La FDA endurecerá sus controles sobre la homeopatía

Portada del borrador de guía sobre la homeopatía de la FDA.La Administración de Alimentos y Medicamentos (FDA) de Estados Unidos ha anunciado que endurecerá sus controles sobre la homeopatía, centrándose en los preparados con problemas de seguridad, que afirman contener o contienen ingredientes potencialmente peligrosos, con vías de administración distintas de la oral y la tópica, que pretenden prevenir o tratar enfermedades graves, destinados a sectores de la población vulnerables y que no cumplen los estándares de calidad exigidos por la agencia. Ejemplos de ese tipo de preparados serían los destinados a bebés y niños con “belladonna y nux vomica” y los comercializados “para enfermedades graves, como el cáncer y las del corazón”, explica la agencia en una guía preliminar sujeta a revisión hecha pública ayer.

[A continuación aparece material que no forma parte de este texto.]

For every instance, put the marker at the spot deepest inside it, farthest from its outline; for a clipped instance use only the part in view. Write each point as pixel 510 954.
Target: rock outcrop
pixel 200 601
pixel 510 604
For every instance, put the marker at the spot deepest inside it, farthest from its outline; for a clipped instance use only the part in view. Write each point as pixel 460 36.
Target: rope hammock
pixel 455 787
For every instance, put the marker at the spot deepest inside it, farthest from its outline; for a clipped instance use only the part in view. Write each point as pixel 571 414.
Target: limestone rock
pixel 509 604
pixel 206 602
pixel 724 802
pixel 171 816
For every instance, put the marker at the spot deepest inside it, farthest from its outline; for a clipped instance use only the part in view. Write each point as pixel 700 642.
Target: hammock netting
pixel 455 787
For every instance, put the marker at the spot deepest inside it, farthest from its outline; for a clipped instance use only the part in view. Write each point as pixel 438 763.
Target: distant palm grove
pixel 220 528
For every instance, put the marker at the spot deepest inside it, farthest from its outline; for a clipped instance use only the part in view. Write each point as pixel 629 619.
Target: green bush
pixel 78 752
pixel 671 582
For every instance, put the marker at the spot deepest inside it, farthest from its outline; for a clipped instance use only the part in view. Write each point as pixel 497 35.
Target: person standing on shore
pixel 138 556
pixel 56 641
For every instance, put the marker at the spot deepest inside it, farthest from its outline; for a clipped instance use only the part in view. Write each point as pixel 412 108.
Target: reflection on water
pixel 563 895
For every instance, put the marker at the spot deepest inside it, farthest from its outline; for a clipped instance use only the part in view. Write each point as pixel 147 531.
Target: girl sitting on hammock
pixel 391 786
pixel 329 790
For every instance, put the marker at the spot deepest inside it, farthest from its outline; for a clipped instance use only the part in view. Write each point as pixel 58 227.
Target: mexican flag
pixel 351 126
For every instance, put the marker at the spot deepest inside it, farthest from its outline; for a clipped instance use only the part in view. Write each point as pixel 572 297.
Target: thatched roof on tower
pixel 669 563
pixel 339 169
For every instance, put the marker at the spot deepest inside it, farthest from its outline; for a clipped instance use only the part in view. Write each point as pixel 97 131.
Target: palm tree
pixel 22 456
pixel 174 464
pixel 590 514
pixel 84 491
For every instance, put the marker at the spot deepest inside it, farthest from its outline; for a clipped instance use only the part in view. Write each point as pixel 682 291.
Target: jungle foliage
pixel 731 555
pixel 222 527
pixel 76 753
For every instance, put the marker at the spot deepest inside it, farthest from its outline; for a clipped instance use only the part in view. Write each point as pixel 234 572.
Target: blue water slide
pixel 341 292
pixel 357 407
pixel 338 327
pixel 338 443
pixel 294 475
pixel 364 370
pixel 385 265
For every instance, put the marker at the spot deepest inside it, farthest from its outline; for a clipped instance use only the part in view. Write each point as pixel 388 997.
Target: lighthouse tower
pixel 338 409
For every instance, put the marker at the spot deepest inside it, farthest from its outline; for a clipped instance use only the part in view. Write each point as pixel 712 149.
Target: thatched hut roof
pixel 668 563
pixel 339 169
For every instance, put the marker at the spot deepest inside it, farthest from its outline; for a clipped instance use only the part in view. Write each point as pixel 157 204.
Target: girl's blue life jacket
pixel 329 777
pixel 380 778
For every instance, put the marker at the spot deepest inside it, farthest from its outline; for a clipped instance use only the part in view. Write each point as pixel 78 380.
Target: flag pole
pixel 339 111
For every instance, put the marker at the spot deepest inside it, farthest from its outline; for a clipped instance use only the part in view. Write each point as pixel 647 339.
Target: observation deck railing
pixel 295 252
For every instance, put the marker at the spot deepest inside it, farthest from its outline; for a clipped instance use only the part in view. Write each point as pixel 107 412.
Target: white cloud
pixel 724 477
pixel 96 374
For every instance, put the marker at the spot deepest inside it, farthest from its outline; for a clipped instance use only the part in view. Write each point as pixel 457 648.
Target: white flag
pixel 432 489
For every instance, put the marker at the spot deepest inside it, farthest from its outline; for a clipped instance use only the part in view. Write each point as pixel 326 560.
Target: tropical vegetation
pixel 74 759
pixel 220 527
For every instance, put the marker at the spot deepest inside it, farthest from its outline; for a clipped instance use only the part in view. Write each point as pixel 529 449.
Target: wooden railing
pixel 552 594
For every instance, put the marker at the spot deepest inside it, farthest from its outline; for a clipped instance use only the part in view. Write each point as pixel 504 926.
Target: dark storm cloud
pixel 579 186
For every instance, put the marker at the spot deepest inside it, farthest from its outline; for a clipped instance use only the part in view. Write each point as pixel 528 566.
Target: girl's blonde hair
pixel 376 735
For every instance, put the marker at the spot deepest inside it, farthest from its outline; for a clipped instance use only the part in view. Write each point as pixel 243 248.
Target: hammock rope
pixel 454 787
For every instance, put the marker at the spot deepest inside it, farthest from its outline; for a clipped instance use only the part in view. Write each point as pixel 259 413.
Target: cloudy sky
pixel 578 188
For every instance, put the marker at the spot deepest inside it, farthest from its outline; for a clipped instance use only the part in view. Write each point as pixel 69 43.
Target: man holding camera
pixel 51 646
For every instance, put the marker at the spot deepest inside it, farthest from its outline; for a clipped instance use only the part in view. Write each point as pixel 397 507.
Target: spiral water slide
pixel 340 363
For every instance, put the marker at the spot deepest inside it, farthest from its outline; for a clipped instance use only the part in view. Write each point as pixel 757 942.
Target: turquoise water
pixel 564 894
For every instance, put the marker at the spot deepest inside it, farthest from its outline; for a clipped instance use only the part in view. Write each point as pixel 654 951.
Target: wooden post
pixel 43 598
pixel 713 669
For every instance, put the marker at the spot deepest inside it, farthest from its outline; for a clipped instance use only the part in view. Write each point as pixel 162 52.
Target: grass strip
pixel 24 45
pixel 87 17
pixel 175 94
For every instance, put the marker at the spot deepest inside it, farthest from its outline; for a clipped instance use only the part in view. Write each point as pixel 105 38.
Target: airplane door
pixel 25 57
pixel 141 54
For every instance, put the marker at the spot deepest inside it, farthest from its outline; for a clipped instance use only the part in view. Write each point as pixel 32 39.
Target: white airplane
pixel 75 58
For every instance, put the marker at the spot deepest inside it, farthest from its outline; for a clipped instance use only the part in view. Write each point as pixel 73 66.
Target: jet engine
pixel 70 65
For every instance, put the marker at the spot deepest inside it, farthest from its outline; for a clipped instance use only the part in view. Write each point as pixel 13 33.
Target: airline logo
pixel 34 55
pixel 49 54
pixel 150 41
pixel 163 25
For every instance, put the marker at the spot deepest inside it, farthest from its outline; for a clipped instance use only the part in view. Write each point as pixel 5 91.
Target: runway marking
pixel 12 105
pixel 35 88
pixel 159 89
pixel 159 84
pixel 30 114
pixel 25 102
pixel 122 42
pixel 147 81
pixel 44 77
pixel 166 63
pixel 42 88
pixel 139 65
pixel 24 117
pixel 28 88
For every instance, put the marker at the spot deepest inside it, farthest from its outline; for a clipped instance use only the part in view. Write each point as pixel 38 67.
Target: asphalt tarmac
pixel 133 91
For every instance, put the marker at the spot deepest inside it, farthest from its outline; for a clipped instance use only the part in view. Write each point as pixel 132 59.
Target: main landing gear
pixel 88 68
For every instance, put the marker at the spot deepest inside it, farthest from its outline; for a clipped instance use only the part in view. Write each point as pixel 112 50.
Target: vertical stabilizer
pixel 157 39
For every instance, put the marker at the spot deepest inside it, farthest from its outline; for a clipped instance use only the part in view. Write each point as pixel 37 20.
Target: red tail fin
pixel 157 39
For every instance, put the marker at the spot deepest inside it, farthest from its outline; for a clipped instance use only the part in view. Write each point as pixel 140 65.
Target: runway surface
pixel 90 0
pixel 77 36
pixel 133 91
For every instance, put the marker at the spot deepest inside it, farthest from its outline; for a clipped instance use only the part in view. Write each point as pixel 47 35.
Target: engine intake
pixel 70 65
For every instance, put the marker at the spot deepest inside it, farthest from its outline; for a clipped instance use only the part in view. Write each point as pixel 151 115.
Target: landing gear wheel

Los principios de la homeopatía, establecidos por el médico alemán Samuel Hahnemann en 1796, son que una sustancia que provoca un síntoma puede curarlo si se diluye mucho y que, cuanto más diluida esté, mayores serán sus efectos sanadores. La elaboración de un producto homeopático empieza con una parte del ingrediente, el principio activo, que se disuelve en 99 partes de agua, alcohol o lactosa: el resultado es una dilución 1 CH o centesimal hahnemaniano. Luego, se toma una parte de esa primera dilución y se mezcla con otras 99 del disolvente elegido (2 CH); seguidamente, se toma una parte de esa segunda dilución y se mezcla con otras 99 del disolvente (3 CH); y así sucesivamente. En las farmacias, se venden habitualmente remedios contra la gripe con diluciones de 200 CH, el equivalente a disolver una molécula en varios universos. Pruebas de laboratorio hechas en todo el mundo han demostrado que los preparados homeopáticos no tienen más que azúcar.

“Los productos homeopáticos no han sido aprobados por la FDA para ningún uso y pueden no cumplir con los estándares modernos de seguridad, eficacia y calidad”, recuerda Janet Woodcock, directora del Centro para la Evaluación e Investigación de Medicamentos de la agencia, que ha añadido que “la guía preliminar es un importante paso adelante en el trabajo de la agencia para proteger a los pacientes de productos no probados y potencialmente peligrosos”. La oficina federal destaca cómo en la última década la homeopatía ha dejado de ser una práctica marginal y en la actualidad tiene detrás una industria que mueve en estados Unidos 3.000 millones de dólares anuales y expone a muchos pacientes a los riesgos asociados con productos no probados y de efectividad no demostrada. “Respetamos que algunas personas quieran usar tratamientos alternativos, pero la FDA tiene la responsabilidad de proteger al público de los productos que pueden no ofrecer ningún beneficio y tienen el potencial de causar daño”, ha subrayado el comisionados de la FDA Scott Gottlieb.

La Comisión Federal de Comercio (FTC) de EE UU ya anunció hace un año que exigirá a los productos homeopáticos que no demuestren científicamente su eficacia que adviertan en su etiquetado de que no hay pruebas de que funcionen y de que las afirmaciones hechas por los fabricantes se basan en teorías “del siglo XVIII que no aceptan la mayoría de los expertos médicos”. Eso, sumado a la decisión ahora anunciada por la FDA, debería animar a las autoridades europeas a revisar el marco legal de esta práctica en el continente, donde una ley hecha a medida de la industria permite que los productos homeopáticos se vendan como medicamentos sin haber demostrado su efectividad, sólo que son inocuos. Veinticinco academias científicas nacionales de la Unión Europea recordaron en septiembre que “la promoción y el uso de productos homeopáticos conlleva riesgos importantes” para la salud y pidieron a las autoridades de la Unión Europea medidas en lo que respecta a experimentación, legislación, etiquetado, mercadotecnia y educación pública para poner coto a esta pseudoterapia.